Der schwierige Weg ins Erwachsenenleben

Der Roman spielt zwar in Missouri, könnte meiner Meinung nach aber ebenso in einer deutschen Kleinstadt spielen.
Im Sommer 1985 nimmt der fünfzehnjährige Sam einen Ferienjob in einem alten Kino an. Für ihn, der ein unscheinbarer Außenseiter ist, wird dieser Job zum Glücksfall. Er findet in Kirstie, der Tochter des Kinobesitzers und deren Kumpels, allmählich richtige Freunde, verliebt sich und wird zunehmend selbstbewusster. Durch die Zeit mit seinen Freunden, die ihn zu Alkohol und gefährlichen Mutproben verleiten, ihn aber auch dazu bringen, Probleme auszusprechen und sich ihnen zu stellen, wird es ein ganz besonderer Sommer für Sam. So vergisst Sam auch hin und wieder die unheilbare Krankheit seiner Mutter und das Schweigen seines Vaters.

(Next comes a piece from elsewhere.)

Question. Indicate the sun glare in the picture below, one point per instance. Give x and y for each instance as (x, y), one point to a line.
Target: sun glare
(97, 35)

Die Geschichte ist an sich eine mehr oder weniger typische Geschichte des Erwachsenwerdens, die sowohl Erwachsene als auch ältere Jugendliche lesen können. Allerdings erzählt Wells sie auf besondere und sehr berührende Weise. Sams Geschichte geht zu Herzen, Tragik und Komik halten sich dennoch die Waage. Sprachlich ist der Roman ein wahrer Genuss. Poetische Wortschöpfungen wie Euphancholia bezeichnen treffend die Grundstimmung des Romans. Allerdings kann ich mit dem Ende des Romans wenig anfangen. Hier wird es vorhersehbar und kitschig, was mich im Vergleich zum restlichen Roman etwas enttäuscht zurücklässt.